Leonid Petrashis, the head of the Public Observer Commission monitoring human rights observance in penitentiary establishments of the Rostov Region, is going to visit Savchenko in a detention unit on Wednesday evening and to find out if she has any complaints.

Members of the Public Observer Commission visit Savchenko regularly, last week she felt well, peaccording to Petrashis.

Savchenko was convicted by a court in Donetsk, a town in southern Russia, on March 22.

As the court has established, she was responsible for conducting concealed observation and directing mortar fire in an attack against a roadblock held by militias of the self-proclaimed Lugansk People’s Republic and a group of civilians there, including three Russian journalists, near the village of Metallist, the Lugansk Region, on June 17, 2014. The attack killed two Russian television journalists, Igor Kornelyuk and Anton Voloshin. Savchenko, who at that time was on active duty in the Ukrainian Armed Forces as a navigator and systems operator of a Mi-24 attack helicopter, enlisted and served on the ground with a volunteer paramilitary unit, the Aidar Battalion, while being on leave.  On the same day, she was captured by members of the Donbass People’s Militia; however, she managed to escape.

Charges of firing at civilians in the city of Lugansk have been dropped against Savchenko because this issue is out of a Russian court’s jurisdiction.

Savchenko was arrested in Voronezh, a town in the Russian territory, in July of 2014. The prosecution insisted that Savchenko had been arrested after crossing the border disguised as a refugee in order to plot attacks, what made her a common criminal, not a prisoner of war.

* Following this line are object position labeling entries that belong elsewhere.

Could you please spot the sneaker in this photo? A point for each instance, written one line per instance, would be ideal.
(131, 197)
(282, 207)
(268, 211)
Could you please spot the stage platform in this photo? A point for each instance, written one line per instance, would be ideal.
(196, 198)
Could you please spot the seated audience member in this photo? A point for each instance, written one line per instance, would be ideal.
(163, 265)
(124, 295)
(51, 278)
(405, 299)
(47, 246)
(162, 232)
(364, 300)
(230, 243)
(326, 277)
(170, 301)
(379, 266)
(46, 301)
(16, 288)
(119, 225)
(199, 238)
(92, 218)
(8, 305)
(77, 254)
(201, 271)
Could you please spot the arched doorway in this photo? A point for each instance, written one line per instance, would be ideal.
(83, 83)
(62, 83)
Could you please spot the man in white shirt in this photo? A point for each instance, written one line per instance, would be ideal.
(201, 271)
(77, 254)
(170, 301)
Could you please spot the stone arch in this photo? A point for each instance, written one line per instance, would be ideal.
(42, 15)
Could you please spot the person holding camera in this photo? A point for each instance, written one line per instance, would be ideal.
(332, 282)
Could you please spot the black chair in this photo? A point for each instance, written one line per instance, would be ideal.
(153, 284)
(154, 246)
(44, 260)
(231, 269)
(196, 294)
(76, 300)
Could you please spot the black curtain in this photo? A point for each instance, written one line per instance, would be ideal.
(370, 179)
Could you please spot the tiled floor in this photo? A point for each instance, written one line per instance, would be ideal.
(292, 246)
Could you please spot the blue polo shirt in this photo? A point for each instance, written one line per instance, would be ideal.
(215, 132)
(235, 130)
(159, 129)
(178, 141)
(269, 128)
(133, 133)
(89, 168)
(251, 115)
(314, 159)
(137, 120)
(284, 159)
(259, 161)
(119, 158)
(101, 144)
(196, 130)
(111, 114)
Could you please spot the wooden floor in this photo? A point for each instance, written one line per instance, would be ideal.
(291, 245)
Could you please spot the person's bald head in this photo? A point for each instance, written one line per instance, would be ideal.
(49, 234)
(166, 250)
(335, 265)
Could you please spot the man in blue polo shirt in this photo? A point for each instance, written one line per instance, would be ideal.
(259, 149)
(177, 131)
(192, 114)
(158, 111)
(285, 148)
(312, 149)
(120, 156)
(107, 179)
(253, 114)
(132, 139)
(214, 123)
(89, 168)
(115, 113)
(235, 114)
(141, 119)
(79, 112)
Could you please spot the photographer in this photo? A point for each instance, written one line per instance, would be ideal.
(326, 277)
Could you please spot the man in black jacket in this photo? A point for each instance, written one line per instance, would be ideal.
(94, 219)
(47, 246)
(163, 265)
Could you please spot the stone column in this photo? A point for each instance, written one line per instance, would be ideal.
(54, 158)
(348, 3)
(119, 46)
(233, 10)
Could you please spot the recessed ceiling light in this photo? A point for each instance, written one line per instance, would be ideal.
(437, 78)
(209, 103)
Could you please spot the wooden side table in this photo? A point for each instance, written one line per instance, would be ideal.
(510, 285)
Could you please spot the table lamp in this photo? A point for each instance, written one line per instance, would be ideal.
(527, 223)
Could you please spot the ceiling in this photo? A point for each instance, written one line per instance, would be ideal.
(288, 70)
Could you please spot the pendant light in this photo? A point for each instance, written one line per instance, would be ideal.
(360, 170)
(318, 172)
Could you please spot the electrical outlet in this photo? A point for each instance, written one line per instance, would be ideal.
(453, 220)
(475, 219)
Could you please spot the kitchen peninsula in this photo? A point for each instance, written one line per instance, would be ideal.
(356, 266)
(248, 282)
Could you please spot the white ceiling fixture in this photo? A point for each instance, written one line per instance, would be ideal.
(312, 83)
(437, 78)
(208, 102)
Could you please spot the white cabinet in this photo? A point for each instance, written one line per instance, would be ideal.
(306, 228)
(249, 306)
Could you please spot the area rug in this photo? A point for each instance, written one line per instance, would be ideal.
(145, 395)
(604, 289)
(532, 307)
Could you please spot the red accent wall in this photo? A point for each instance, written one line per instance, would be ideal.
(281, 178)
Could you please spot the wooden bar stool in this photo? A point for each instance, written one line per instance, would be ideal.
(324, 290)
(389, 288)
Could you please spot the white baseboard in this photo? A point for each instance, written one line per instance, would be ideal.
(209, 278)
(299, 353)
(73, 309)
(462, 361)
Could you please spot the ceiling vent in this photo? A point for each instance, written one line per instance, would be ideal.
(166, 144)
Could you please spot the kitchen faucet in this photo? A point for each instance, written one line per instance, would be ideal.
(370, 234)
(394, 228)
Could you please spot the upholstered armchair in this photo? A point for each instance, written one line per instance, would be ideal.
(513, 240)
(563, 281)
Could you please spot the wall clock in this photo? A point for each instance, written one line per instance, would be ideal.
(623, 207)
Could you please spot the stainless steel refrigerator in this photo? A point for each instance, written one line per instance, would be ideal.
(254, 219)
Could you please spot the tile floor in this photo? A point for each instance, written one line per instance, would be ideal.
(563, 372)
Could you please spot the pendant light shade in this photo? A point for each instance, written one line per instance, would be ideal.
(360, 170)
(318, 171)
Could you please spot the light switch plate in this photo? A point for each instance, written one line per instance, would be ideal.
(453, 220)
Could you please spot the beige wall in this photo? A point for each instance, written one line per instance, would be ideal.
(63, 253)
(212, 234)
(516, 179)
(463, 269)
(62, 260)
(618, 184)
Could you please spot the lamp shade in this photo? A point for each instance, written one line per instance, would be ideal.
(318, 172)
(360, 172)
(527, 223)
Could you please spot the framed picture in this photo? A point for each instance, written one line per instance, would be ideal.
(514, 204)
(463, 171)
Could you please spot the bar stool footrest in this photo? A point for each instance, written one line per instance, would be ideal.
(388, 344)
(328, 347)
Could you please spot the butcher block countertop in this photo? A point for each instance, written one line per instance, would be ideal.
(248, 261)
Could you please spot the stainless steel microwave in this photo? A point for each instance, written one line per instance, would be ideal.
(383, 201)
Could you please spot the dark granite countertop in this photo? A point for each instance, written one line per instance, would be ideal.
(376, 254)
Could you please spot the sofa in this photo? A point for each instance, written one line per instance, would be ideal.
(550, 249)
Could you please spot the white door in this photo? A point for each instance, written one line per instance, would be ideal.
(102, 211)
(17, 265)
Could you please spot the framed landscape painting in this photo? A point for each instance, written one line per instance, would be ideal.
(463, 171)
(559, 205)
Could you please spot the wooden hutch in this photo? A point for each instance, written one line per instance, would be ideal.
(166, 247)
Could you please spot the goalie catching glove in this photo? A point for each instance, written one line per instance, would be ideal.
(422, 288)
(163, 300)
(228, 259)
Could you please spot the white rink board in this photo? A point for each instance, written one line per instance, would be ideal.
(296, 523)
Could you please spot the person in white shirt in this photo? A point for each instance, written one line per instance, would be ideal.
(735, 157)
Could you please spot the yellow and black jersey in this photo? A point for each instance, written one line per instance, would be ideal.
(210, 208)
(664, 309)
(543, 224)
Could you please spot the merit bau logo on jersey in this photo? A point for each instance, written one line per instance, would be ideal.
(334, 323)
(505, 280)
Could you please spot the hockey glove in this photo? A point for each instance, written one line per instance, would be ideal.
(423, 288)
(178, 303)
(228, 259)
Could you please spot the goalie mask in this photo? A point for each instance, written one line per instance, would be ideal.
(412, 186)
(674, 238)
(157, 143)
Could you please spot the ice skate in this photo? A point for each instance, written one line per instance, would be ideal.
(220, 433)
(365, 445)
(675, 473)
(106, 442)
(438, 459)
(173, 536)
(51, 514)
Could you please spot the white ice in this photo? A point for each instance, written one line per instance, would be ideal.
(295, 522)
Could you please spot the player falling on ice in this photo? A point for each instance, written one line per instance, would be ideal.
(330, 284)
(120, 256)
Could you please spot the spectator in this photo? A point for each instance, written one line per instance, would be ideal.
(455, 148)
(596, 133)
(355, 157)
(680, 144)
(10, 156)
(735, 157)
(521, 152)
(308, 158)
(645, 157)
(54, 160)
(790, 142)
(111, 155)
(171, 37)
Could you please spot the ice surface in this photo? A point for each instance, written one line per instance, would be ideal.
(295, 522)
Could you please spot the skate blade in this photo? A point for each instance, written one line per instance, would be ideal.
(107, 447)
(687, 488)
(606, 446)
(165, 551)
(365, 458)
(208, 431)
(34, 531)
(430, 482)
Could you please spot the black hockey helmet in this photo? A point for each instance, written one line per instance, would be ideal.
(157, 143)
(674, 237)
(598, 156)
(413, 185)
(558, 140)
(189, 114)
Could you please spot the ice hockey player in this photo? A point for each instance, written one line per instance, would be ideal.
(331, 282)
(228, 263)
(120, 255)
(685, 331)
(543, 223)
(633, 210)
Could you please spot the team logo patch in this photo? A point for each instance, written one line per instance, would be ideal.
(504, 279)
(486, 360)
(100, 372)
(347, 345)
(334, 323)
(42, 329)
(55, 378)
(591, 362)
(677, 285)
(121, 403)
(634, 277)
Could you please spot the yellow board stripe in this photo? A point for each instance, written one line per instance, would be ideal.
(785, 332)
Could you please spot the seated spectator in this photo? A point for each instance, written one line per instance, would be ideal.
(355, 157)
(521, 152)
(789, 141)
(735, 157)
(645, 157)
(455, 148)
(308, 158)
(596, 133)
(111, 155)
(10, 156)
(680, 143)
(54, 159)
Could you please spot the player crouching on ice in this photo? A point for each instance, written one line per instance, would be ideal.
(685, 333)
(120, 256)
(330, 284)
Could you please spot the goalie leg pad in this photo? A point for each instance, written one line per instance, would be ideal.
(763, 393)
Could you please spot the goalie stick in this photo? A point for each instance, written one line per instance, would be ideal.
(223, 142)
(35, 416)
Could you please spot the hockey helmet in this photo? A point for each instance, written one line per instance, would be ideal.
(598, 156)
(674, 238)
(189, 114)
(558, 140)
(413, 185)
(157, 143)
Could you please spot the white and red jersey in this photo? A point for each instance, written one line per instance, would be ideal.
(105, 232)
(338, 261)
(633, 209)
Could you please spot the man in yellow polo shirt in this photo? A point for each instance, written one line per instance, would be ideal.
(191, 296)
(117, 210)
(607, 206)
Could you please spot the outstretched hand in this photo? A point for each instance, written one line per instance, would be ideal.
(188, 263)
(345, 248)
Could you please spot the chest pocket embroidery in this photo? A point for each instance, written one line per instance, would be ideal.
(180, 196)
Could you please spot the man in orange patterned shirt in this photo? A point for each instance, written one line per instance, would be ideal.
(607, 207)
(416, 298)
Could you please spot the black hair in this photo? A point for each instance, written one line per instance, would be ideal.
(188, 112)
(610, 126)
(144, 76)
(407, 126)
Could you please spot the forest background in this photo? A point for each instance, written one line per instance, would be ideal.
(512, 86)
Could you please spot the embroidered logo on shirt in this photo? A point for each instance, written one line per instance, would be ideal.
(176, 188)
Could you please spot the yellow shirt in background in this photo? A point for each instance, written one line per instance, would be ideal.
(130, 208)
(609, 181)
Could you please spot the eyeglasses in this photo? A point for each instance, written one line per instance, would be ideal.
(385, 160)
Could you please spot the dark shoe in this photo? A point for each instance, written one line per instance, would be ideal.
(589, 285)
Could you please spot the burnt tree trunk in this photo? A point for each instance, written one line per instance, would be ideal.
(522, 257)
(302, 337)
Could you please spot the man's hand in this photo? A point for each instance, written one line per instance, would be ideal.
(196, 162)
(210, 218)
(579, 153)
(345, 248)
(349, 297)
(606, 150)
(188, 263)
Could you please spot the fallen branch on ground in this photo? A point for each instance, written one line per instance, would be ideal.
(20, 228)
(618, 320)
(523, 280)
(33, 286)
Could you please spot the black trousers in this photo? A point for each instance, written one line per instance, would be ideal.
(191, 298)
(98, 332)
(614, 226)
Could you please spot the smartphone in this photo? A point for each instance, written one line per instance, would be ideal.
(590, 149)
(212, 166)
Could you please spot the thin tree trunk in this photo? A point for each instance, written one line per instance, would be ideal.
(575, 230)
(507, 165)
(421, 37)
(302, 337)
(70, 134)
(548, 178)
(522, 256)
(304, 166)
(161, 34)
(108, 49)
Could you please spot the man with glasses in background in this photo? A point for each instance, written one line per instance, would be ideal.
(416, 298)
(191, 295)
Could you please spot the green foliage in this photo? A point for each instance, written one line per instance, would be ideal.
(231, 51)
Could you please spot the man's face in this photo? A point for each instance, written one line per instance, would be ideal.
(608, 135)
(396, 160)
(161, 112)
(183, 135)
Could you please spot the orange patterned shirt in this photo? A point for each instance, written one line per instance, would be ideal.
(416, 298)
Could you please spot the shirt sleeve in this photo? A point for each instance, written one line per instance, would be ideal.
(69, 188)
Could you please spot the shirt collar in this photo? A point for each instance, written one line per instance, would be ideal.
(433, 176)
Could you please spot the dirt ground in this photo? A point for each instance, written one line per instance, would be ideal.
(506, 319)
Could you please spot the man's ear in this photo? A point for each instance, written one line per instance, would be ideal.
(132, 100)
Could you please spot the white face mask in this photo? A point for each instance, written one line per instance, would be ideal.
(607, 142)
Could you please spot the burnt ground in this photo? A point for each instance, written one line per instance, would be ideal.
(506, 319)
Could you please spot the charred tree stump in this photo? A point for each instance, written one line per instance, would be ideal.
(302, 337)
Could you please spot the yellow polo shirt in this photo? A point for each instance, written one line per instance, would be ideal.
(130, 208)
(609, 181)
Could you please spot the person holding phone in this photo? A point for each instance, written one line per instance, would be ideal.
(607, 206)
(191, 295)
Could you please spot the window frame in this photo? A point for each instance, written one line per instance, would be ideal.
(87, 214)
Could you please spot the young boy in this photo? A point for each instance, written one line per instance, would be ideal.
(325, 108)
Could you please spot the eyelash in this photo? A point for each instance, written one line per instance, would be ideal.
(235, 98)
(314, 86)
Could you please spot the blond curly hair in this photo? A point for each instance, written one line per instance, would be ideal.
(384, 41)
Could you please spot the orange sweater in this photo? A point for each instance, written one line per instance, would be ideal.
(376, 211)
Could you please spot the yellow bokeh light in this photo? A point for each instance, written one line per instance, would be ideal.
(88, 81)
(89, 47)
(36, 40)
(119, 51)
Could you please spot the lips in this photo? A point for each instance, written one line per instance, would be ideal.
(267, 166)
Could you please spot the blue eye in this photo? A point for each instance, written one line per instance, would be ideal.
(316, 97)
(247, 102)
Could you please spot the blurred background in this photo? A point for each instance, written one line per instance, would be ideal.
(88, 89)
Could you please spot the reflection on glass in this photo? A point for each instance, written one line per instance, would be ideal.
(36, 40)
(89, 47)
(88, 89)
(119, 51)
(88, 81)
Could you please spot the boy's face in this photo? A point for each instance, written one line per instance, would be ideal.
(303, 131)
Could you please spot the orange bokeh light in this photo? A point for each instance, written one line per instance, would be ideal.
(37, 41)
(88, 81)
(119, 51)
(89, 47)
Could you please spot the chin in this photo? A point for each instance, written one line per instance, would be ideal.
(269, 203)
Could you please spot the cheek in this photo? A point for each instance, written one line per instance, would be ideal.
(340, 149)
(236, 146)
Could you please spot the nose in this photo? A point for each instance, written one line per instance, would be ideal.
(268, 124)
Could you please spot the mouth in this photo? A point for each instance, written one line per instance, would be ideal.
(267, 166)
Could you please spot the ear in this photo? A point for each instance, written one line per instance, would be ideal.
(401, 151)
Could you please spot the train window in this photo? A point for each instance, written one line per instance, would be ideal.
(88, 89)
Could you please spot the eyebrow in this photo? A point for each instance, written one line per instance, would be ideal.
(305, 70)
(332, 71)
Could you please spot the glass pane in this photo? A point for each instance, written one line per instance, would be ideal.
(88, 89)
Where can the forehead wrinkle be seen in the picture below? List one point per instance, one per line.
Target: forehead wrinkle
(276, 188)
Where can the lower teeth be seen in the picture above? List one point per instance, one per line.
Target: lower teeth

Savchenko claimed that she was abducted from Ukrainian territory and that her seizure had happened one hour before the deaths of the journalists.

The ex-navigator pleaded not guilty stating that she had killed people, but only those she considered to be enemies and in self-defense, never with malicious intent. Savchenko refused to recognize the judgement.

During her detention and trial, Savchenko has repeatedly gone on hunger strikes protesting against her arrest and trial.